Abraham on the other hand is willing to sacrifice his son Isaac upon God’s request. There is no ethical justification for what he is willing to do. He is willing to unquestioningly sacrifice his son as he has made the movement of infinity and then embraced the finite by virtue of the absurd (that with God all things are possible). Remember that Abraham defines his own relation to the absolute and this relationship cannot expressed in the universal. As Kierkegaard says, “Faith itself cannot be mediated into the universal, for it would thereby be destroyed. Faith is this paradox, and the individual absolutely cannot make himself intelligible to anybody.” This is how Kierkegaard starkly contrasts his philosophical outlook to that of Hegel’s.

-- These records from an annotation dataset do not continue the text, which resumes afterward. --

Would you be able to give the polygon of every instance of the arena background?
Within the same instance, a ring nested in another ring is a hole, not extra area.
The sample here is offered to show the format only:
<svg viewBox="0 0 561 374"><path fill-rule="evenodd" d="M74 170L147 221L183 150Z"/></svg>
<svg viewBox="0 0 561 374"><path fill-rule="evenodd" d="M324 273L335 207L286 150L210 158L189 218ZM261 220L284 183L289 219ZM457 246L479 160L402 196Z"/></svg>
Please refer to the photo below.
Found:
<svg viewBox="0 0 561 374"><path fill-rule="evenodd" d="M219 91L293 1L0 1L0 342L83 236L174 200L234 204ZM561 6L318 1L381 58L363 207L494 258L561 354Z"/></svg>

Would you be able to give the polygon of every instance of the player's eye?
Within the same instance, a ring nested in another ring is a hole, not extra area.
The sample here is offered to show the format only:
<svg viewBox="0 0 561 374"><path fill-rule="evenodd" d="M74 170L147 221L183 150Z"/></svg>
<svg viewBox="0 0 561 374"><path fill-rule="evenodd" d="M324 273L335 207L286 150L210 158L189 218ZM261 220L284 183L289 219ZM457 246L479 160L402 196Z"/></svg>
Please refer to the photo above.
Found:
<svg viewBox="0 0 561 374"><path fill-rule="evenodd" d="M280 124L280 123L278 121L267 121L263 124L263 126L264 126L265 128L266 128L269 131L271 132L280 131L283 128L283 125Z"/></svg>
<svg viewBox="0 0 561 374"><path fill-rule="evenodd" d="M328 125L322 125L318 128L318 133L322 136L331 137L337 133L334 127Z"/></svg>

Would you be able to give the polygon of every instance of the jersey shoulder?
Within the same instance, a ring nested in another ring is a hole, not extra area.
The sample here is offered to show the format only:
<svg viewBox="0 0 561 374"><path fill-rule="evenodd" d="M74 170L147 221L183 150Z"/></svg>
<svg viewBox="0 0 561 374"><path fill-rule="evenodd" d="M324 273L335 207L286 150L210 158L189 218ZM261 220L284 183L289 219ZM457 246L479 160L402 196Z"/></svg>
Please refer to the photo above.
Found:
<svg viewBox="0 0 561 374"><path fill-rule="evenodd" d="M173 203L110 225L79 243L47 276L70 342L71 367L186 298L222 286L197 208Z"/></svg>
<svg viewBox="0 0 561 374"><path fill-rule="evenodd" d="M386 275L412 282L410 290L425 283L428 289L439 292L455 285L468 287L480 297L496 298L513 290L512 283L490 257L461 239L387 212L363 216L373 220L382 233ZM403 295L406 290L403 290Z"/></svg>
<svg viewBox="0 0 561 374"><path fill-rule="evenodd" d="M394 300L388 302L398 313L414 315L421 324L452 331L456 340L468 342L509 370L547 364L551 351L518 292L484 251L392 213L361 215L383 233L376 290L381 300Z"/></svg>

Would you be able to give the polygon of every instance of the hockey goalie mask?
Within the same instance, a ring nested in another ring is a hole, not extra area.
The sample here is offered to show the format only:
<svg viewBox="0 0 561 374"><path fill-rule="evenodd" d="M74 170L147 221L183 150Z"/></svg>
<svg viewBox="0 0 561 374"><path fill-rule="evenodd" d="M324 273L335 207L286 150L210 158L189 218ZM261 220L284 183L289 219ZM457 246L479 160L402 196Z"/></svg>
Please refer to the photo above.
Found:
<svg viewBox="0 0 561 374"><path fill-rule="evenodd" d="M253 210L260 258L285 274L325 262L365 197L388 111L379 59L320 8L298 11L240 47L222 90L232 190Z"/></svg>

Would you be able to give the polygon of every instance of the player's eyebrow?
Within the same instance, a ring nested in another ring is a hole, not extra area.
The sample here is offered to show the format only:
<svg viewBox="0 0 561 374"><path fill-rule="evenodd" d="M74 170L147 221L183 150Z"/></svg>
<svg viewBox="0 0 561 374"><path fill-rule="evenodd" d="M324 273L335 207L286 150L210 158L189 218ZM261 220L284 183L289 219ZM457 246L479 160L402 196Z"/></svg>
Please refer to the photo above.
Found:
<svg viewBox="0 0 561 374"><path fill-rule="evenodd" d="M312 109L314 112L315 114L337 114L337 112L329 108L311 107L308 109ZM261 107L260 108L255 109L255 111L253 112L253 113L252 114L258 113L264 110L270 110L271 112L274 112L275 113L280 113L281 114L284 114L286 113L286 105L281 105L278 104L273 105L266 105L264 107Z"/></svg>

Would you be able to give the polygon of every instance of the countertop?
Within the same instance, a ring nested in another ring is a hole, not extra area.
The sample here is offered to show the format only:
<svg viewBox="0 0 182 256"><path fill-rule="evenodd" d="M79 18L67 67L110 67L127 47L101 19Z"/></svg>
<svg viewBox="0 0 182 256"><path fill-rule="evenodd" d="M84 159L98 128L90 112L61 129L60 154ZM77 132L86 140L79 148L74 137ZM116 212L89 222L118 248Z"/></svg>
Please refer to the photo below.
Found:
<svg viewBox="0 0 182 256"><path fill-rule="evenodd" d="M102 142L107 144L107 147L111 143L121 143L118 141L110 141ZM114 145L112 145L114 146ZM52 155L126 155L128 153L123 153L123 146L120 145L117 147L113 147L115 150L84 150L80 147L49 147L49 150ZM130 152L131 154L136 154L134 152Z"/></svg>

It is this second inwardness where one establishes a relation with the absolute that cannot be communicated in the universal that is crucially important for Kierkegaard. By this point it should be evident why Kierkegaard is considered the father of existential philosophy which is characterized by an individual giving meaning to his own life (as opposed to social institutions giving meaning to someone’s life) and then living his life with authenticity. More explicitly his emphasis on developing an individual relation to the absolute and then the ethical, as well as embracing the finite (“express(ing) the sublime even in the pedestrian”) after making the movement of infinite resignation seem to showcase the seeds of existential thought.
Note [i] Kant very evocatively discusses the notion of truth through a metaphorical analogy in the very first paragraph of Chapter III in the Critique of Pure Reason. He says,
“It is the land of truth (an attractive word), surrounded by a wide and stormy ocean, the region of illusion, where many a fog-bank, many an iceberg, seems to the mariner, on his voyage of discovery, a new country, and, while constantly deluding him with vain hopes, engages him in dangerous adventures, from which he never can desist, and which yet he never can bring to a termination.”
He says we must ask ourselves two questions about the land of truth before setting sail on the stormy ocean of illusion. He wonders if we can ever be satisfied with what the map could disclose as we would have to be satisfied with what we now and if we even have a singular claim on the metaphorical land of truth. This is an evocative and interesting excerpt from the “Critique of Pure Reason” whose primary theme was discussed in the essay.